As a platform reaches maturity, the insight gained from platform-wide usage and performance metrics becomes invaluable. However, building out a horizontal metrics service can be a large effort. You need to determine the amount of data the platform is expected to generate, which metrics provide valuable insight, the cardinality of those metrics, the queries and aggregations you will want to perform against that data. So what do you do in the early stages of development when you want to quickly get started tracking metrics for your service as a way to inform and validate product direction? AWS CloudWatch Metrics provides support not only for free out of the box metrics around your resources but also for publishing and storing custom metrics. There are two ways of creating custom metrics: by creating a metric filter on your application logs or by publishing metrics directly via the CloudWatch API. As I describe each approach I’ll include the resources I created in CloudFormation, you can see the full template with both approaches here.

Metric Filters

Metric filters enable you to filter and parse your log messages to then transform them into metrics. I set up a Lambda Function which takes in a list of messages and logs their length and contents in a predictable format:

WriteMetricToLogs:
 Type: AWS::Lambda::Function
 Properties:
   Code:
     ZipFile: |
       import json
       def handler(event, context):
           for msg in event:
               print('metric.content_length {0} content: {1}'.format(len(msg), msg))
   Handler: "index.handler"
   Role: !GetAtt Role.Arn
   Runtime: python3.7


Knowing this log format, I’m able to then create the metric filter to publish that content length as a custom metric:

ContentLengthFilter:
 Type: AWS::Logs::MetricFilter
 Properties:
   LogGroupName: !Ref LogGroup
   FilterPattern: '[metric_name="metric.content_length", value, content]'
   MetricTransformations:
     - MetricValue: "$value"
       MetricNamespace: "CustomMetricDemo/MetricFilter"
       MetricName: "ContentLength"
metric-filter.png
metric-filter.png

When you’re first getting started with metric filters, it’s easiest to visualize what that filter pattern does by creating it in the CloudWatch console.

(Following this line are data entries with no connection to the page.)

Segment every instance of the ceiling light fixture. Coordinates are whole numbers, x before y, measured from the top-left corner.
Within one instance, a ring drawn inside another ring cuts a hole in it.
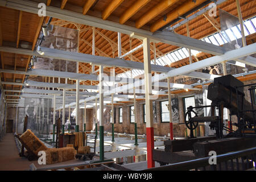
[[[40,47],[39,46],[38,46],[36,48],[36,51],[41,55],[43,55],[44,54],[44,52],[41,51],[41,47]]]
[[[49,32],[48,32],[48,26],[47,25],[43,25],[42,27],[42,29],[43,30],[43,34],[44,36],[49,36]]]

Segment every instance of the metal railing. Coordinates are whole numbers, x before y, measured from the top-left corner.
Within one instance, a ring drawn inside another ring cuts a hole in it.
[[[256,169],[256,147],[217,155],[216,164],[209,164],[210,158],[212,156],[142,171],[244,171],[254,167]]]

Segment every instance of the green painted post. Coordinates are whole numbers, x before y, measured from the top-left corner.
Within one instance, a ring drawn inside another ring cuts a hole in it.
[[[76,125],[76,132],[79,132],[79,125]]]
[[[135,146],[138,146],[138,135],[137,135],[137,123],[134,123],[134,133],[135,133]]]
[[[53,139],[53,142],[55,140],[55,125],[53,125],[53,131],[52,138]]]
[[[65,125],[62,125],[62,133],[64,134],[65,133]]]
[[[104,161],[104,128],[100,126],[100,160]]]
[[[97,123],[95,123],[95,127],[96,127],[96,129],[95,129],[95,138],[98,138],[98,131],[97,130]]]
[[[112,123],[112,142],[114,142],[115,141],[114,136],[114,123]]]

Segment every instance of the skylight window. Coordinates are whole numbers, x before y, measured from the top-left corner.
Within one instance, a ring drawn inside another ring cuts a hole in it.
[[[245,36],[256,32],[256,17],[244,21],[243,24]],[[238,24],[231,28],[226,30],[225,31],[221,31],[221,33],[217,32],[213,35],[201,39],[201,40],[210,44],[221,46],[237,39],[240,39],[241,37],[240,25]],[[200,52],[201,52],[196,50],[191,50],[192,55],[196,55]],[[188,57],[188,56],[189,53],[188,49],[185,48],[181,48],[165,55],[163,55],[161,57],[158,57],[156,59],[156,64],[165,66],[166,65],[169,65],[172,63],[177,61],[180,60]],[[152,64],[154,64],[154,60],[152,60],[151,63]],[[122,73],[118,75],[119,77],[131,77],[130,72],[129,71],[129,74],[124,74],[125,73]],[[133,70],[133,77],[135,77],[142,74],[144,74],[143,71],[139,69]]]
[[[218,43],[216,41],[216,39],[215,39],[213,35],[210,36],[209,37],[209,39],[210,39],[210,42],[214,45],[219,46],[220,44]]]

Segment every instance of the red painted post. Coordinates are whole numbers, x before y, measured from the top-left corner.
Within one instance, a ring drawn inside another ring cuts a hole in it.
[[[173,140],[174,139],[174,129],[173,129],[172,122],[170,123],[170,138],[171,140]]]
[[[155,167],[155,162],[153,160],[154,144],[154,127],[147,127],[147,168]]]
[[[230,130],[232,130],[232,125],[231,122],[230,121],[229,121],[228,122],[228,126],[229,126],[229,129]],[[231,133],[231,132],[229,132],[229,133]]]

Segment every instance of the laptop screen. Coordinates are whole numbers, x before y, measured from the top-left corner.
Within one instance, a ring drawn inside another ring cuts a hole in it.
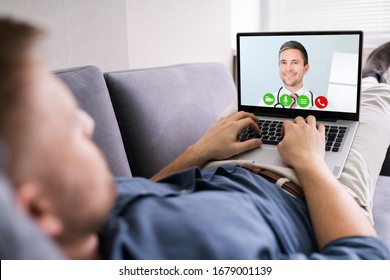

Here you’ll see only my log messages with start with “metric.content_length” are selected, and the next token (space-delimited) is used for the value.

Publishing Metrics

This approach is done purely in code using one of the SDKs AWS provides for publishing custom metrics. This API allows more configuration options for your metrics (dimensions, statistic sets, units) but for the sake of comparison I created a Lambda Function which takes exactly the same inputs as above and publishes the same metrics.

Type: AWS::Lambda::Function
Properties:
 Code:
   ZipFile: |
     import boto3
     import json
     from datetime import datetime

     cw = boto3.client('cloudwatch')

     def handler(event, context):
         for msg in event:
             print(msg)
             cw.put_metric_data(
                 Namespace='CustomMetricDemo/PutMetricData',
                 MetricData=[
                     {
                         'MetricName': 'ContentLength',
                         'Timestamp': datetime.now(),
                         'Value': len(msg)
                     }
                 ]
             )
 Handler: "index.handler"
 Role: !GetAtt Role.Arn
 Runtime: python3.7

Here you’ll see the same information is published via the SDK which I defined in the metric transformation in the example above.

Comparison

Chances are you are already writing predictable logs in the situations you care to track but have been examining those logs by searching them rather than by extracting them out to metrics. I’d recommend starting with metric filters and gaining some of the benefits of metrics with minimal effort. Over time you may come across situations where you need to publish a more complex metric that is worth making the extra API call at runtime.